According to the stories, Sekimori-ishi is related to the great tea master Sen no Rikyu (1522-1591). The story goes that once Rikyu had invited a famous Zen priest, but before the guest arrived, Rikyu put a small pot in front of the door. With this, he silently tried to challenge his visitor to find a way in without crossing that symbolic barrier.
Whether this story is true or not is questionable, nevertheless it is used in tea circles as the foundation for marking boundaries with tied-up stones. They were integrated into a tea ceremony, serving not only to lead guests to the tea house, but also to express the host’s desire to help guests follow the right spiritual path.
It is not particularly difficult to make a Sekimori-ishi. One needs a rock and rough gardening twine, traditionally warabinawa (made from ferns) or shuronawa (made from palm hemp). However, the hardest part lies in finding the right rock. Weeks and months can pass before the stone of the right shape and size is found. The sole search or placement of the stone is of paramount importance and is related to the role it should play: simple message, transmission of the deeper meaning or initiation of a spiritual process.
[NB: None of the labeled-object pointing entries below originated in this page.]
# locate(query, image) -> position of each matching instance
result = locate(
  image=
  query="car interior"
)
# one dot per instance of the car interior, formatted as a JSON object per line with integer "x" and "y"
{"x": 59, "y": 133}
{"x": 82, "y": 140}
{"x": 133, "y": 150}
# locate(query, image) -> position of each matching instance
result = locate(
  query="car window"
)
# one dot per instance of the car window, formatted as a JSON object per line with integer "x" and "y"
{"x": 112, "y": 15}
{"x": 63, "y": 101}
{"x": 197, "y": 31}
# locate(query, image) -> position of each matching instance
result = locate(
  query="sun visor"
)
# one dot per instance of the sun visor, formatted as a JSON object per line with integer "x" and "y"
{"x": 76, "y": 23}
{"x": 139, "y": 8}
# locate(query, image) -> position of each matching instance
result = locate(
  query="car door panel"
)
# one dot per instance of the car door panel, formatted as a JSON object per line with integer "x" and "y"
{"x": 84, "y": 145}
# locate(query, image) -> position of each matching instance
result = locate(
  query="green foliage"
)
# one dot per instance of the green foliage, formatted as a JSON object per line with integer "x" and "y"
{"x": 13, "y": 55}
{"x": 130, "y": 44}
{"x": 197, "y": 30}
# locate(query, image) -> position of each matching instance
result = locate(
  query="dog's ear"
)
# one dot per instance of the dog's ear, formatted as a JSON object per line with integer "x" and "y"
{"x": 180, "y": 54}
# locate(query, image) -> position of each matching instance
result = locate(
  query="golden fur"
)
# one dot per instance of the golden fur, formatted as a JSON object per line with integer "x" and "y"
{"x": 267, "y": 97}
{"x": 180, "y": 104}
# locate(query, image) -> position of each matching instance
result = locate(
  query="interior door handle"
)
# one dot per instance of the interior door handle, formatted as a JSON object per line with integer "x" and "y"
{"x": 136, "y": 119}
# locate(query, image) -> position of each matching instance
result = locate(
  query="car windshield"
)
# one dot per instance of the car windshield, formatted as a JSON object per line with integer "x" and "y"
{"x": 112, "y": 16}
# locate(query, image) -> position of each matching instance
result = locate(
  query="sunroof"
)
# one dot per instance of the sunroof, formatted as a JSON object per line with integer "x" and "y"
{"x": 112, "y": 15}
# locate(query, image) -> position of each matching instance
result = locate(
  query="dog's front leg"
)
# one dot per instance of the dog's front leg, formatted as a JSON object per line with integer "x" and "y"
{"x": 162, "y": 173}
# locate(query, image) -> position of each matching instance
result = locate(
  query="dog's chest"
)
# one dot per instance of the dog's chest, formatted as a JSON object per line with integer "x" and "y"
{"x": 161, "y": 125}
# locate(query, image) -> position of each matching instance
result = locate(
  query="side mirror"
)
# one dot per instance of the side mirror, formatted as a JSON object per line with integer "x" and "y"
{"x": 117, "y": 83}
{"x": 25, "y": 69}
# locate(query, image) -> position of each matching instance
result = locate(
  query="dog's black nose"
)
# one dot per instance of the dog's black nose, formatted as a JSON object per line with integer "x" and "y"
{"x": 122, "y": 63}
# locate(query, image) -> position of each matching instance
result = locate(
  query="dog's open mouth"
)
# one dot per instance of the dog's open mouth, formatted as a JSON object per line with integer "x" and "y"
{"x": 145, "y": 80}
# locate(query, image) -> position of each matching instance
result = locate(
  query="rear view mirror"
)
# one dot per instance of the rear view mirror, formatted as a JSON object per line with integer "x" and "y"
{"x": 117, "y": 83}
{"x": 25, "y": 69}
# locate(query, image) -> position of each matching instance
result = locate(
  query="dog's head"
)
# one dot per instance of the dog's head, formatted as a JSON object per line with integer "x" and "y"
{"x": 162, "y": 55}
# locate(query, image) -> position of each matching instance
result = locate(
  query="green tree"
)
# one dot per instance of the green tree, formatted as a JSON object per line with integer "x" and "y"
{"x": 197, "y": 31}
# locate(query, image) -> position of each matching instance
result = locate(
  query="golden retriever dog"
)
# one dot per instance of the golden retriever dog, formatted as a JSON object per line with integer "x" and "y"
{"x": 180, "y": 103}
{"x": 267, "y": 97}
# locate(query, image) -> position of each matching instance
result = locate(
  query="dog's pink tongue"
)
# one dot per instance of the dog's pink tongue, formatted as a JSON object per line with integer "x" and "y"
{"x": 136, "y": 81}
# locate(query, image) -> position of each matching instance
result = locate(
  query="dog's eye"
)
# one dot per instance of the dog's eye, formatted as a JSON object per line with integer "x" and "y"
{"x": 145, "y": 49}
Unfortunately, stones are nowadays usually set up by architects and not by Tea or Zen master.
Their choice is based on aesthetics or practicality and their message is limited to “no access”. Although, even so, they can trigger realisation process in an open minded person, only when zen master, zen garden and the stone interconnect, the right balance is established and the stone acts like a pebble thrown into the peaceful water. When in balance, Sekimori-ishi plays the role that Rikyu originally attributed to it: a challenge, a koan and a door to realisation.
How deeply the stone affects visitors depend on their readiness. Some may ignore it or step over it; some may celebrate the beauty of the rope; but some may take a moment to look at the stone with open eyes. In this way they can experience the freshness of the present moment and the unspoken message of the stone will be revealed.